General characteristics (Completed as GUPPY II)
- Class & type: Tench-class diesel-electric submarine
- Displacement: 1,870 tons (1,900 t) surfaced; 2,440 tons (2,480 t) submerged;
- Length: 307 ft (94 m)
- Beam: 27 ft 4 in (8.33 m)
- Draft: 17 ft (5.2 m)
- Propulsion: 4 × Fairbanks-Morse Model 38D8-1⁄8 10-cylinder opposed piston diesel engines, equipped with a snorkel, driving electrical generators; 1 × 184 cell, 1 × 68 cell, and 2 × 126 cell GUPPY-type batteries (total 504 cells); 2 × low-speed direct-drive Elliott electric motors; two propellers;
- Speed: Surfaced:; 18.0 knots (33.3 km/h) maximum; 13.5 knots (25.0 km/h) cruising; Submerged:; 16.0 knots (29.6 km/h) for 1⁄2 hour; 9.0 knots (16.7 km/h) snorkeling; 3.5 knots (6.5 km/h) cruising;
- Range: 15,000 nm (28,000 km) surfaced at 11 knots (20 km/h)
- Endurance: 48 hours at 4 knots (7 km/h) submerged
- Test depth: 400 ft (120 m)
- Complement: 9–10 officers; 5 Chief Petty Officers; 70 enlisted men;
- Sensors & processing systems: WFA active sonar; JT passive sonar; Mk 106 torpedo fire control system;
- Armament: 10 × 21-inch (530 mm) torpedo tubes; (six forward, four aft);

General characteristics (Guppy III)
- Displacement: 1,975 tons (2,007 t) surfaced; 2,450 tons (2,489 t) submerged;
- Length: 321 ft (98 m)
- Beam: 27 ft 4 in (8.33 m)
- Draft: 17 ft (5.2 m)
- Speed: Surfaced:; 17.2 knots (31.9 km/h) maximum; 12.2 knots (22.6 km/h) cruising; Submerged:; 14.5 knots (26.9 km/h) for 1⁄2 hour; 6.2 knots (11.5 km/h) snorkeling; 3.7 knots (6.9 km/h) cruising;
- Range: 15,900 nm (29,400 km) surfaced at 8.5 knots (16 km/h)
- Endurance: 36 hours at 3 knots (6 km/h) submerged
- Complement: 8–10 officers; 5 petty officers; 70–80 enlisted men;
- Sensors & processing systems: BQS-4 active search sonar; BQR-2B passive search sonar; BQG-4 passive attack sonar;

= USS Volador (SS-490) =

Submarine of the United States

USS Volador (SS-490), a , was the second ship of the United States Navy to be named for the volador.

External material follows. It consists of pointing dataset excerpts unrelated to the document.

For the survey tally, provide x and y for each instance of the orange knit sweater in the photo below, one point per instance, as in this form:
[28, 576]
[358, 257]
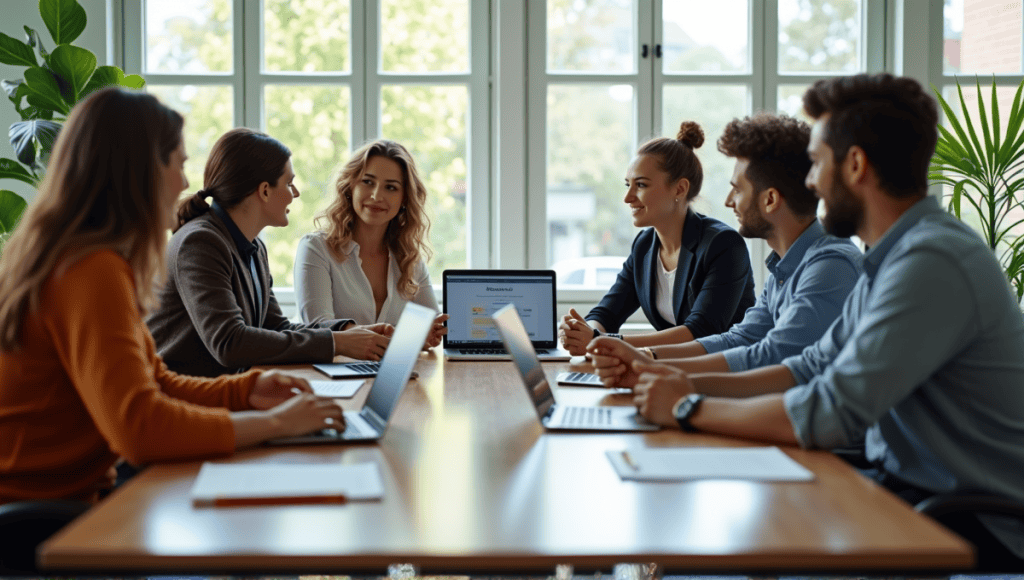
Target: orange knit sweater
[87, 386]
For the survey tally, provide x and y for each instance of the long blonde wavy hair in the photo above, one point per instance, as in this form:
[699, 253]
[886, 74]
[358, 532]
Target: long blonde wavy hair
[100, 192]
[407, 233]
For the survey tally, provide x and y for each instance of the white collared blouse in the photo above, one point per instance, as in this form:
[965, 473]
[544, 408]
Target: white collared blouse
[327, 289]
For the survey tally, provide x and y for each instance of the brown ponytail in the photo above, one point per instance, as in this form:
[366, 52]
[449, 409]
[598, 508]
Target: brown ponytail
[240, 161]
[676, 156]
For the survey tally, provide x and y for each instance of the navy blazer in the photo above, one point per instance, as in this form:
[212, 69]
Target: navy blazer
[714, 280]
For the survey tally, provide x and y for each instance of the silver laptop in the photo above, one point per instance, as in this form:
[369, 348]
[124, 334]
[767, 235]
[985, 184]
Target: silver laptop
[395, 368]
[472, 296]
[552, 415]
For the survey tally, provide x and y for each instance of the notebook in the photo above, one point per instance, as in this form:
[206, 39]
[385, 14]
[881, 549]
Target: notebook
[268, 484]
[472, 296]
[396, 366]
[552, 415]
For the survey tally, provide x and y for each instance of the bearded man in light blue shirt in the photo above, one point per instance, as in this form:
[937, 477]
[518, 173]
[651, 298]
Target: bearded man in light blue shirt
[927, 360]
[811, 273]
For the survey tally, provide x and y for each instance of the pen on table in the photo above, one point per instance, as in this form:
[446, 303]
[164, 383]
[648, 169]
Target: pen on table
[629, 461]
[282, 500]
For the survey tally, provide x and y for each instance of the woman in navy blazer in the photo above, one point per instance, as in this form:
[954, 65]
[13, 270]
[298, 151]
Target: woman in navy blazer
[689, 273]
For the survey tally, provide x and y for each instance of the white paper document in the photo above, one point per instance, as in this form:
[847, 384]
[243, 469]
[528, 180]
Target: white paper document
[676, 464]
[337, 388]
[258, 484]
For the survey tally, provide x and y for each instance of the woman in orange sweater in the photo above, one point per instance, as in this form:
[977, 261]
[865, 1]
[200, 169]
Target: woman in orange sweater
[80, 380]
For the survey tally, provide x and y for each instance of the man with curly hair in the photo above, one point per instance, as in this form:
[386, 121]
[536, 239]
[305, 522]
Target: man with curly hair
[926, 363]
[811, 273]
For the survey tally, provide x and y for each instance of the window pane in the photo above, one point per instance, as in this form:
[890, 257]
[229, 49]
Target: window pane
[188, 36]
[713, 107]
[983, 37]
[431, 122]
[706, 37]
[819, 36]
[425, 37]
[591, 36]
[313, 122]
[209, 113]
[791, 100]
[296, 38]
[591, 136]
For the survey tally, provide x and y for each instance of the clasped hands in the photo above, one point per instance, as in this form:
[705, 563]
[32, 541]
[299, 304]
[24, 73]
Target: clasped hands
[655, 386]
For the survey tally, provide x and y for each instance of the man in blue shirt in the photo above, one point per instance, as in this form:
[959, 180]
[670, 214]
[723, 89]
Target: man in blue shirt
[927, 360]
[811, 273]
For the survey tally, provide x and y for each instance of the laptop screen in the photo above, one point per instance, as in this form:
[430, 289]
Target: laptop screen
[472, 296]
[400, 357]
[510, 327]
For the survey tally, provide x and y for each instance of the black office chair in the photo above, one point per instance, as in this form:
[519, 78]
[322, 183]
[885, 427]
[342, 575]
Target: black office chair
[25, 525]
[958, 512]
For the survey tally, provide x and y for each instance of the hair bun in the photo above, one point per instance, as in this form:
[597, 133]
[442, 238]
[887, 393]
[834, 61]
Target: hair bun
[690, 134]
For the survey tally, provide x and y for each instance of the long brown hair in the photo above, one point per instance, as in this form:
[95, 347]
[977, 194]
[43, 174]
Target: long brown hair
[100, 192]
[407, 233]
[676, 156]
[240, 161]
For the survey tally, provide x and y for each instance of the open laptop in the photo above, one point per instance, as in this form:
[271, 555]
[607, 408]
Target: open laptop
[552, 415]
[371, 421]
[472, 296]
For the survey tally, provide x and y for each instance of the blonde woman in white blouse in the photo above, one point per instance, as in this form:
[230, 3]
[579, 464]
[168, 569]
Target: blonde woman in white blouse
[370, 259]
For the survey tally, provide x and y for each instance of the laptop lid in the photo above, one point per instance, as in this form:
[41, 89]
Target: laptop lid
[396, 366]
[517, 342]
[471, 297]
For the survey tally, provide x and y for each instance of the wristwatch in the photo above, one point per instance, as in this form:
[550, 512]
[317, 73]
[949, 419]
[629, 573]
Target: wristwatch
[685, 408]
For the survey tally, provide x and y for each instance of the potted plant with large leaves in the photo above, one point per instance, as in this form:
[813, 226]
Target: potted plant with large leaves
[43, 97]
[986, 173]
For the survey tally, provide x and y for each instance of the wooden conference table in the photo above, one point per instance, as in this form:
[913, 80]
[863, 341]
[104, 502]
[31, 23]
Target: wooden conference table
[472, 483]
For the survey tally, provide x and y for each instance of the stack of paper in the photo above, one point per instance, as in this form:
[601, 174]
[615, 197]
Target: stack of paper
[266, 484]
[675, 464]
[336, 388]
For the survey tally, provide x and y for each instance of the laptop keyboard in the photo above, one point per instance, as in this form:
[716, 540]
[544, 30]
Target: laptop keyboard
[351, 431]
[587, 416]
[482, 351]
[584, 377]
[365, 367]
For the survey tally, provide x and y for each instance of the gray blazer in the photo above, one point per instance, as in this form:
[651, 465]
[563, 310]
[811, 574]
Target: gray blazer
[206, 325]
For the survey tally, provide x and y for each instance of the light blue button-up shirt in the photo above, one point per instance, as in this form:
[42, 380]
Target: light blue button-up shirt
[803, 295]
[927, 358]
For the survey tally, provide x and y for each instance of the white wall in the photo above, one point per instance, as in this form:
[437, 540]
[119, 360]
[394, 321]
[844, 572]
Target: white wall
[17, 13]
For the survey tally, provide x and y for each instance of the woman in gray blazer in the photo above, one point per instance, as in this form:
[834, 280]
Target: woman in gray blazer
[217, 312]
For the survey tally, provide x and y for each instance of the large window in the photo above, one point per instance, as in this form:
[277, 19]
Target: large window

==Construction and commissioning==
The contract to build her was awarded to Portsmouth Naval Shipyard in Kittery, Maine, and her keel was laid down on 15 June 1945, but work on her construction was discontinued in January 1946. Her unfinished hulk remained on the ways until August 1947, when construction resumed, now including GUPPY II enhancements to the basic Tench-class design. Volador was launched on 21 May 1948, sponsored by Mrs. Harriet Rose Morton (née Nelson), widow of Commander Dudley W. Morton, and commissioned on 1 October 1948, with Lieutenant Commander Howard A. Thompson in command.

==Operational history==

===West Coast===

Volador completed her builder's trials on 20 January 1949, left Portsmouth three days later, and stopped at Newport, Rhode Island, and New London, Connecticut, before sailing for the Gulf of Mexico on 5 February. Volador arrived at New Orleans, Louisiana, on 11 February and proceeded to the West Coast, via Galveston, Texas, and the Panama Canal, and arrived at San Diego, California, on 11 March. The submarine conducted local operations along the California coast between San Diego, California, and San Francisco, California, until she departed San Diego on 13 October, bound for Hawaii. She arrived at Pearl Harbor on 7 November but returned to San Diego on 18 November and spent the remainder of 1949 as well as most of the following year on the West Coast, conducting various training exercises. During that period, she also visited Portland, Oregon, Vancouver, Washington, and Pearl Harbor. In June 1950, Volador embarked reserves at Treasure Island, San Francisco, and proceeded on a two-week reserve cruise to Hawaii. En route, the Korean War broke out, and the submarine spent two months training in Hawaiian waters before returning to San Diego for operations on the West Coast that lasted into the summer of 1951.

===Korean War===

The submarine departed San Diego, California, on 21 July, bound, via Pearl Harbor, for Japan and arrived at Yokosuka on 15 August 1951. On 18 August, Volador got underway from Yokosuka for a period of special operations. Her orders directed the submarine to conduct an undetected reconnaissance patrol in the area of Hokkaidō, Japan, for a four-week period, in order to keep Commander, Naval Forces Far East, informed of any Soviet or People's Republic of China's seaborne and airborne activity in that area. Throughout her patrol, the submarine identified and photographed numerous radar contacts and made rendezvous with submarines and to exchange patrol reports and other valuable information. On 16 September, Volador held ceremonies commemorating her 1000th dive. After a 24-hour engineering run in Tsugaru Strait, she ended her patrol and arrived in Yokosuka on 22 September. From 11 to 15 November, Volador conducted ASW operations with destroyers , , and in the Atami area. From 16 November to 9 December, Volador participated in hunter/killer operations en route to Okinawa from Japan in company with Task Group (TG) 96.7. The submarine visited Buckner Bay, Okinawa, before heading home via Pearl Harbor.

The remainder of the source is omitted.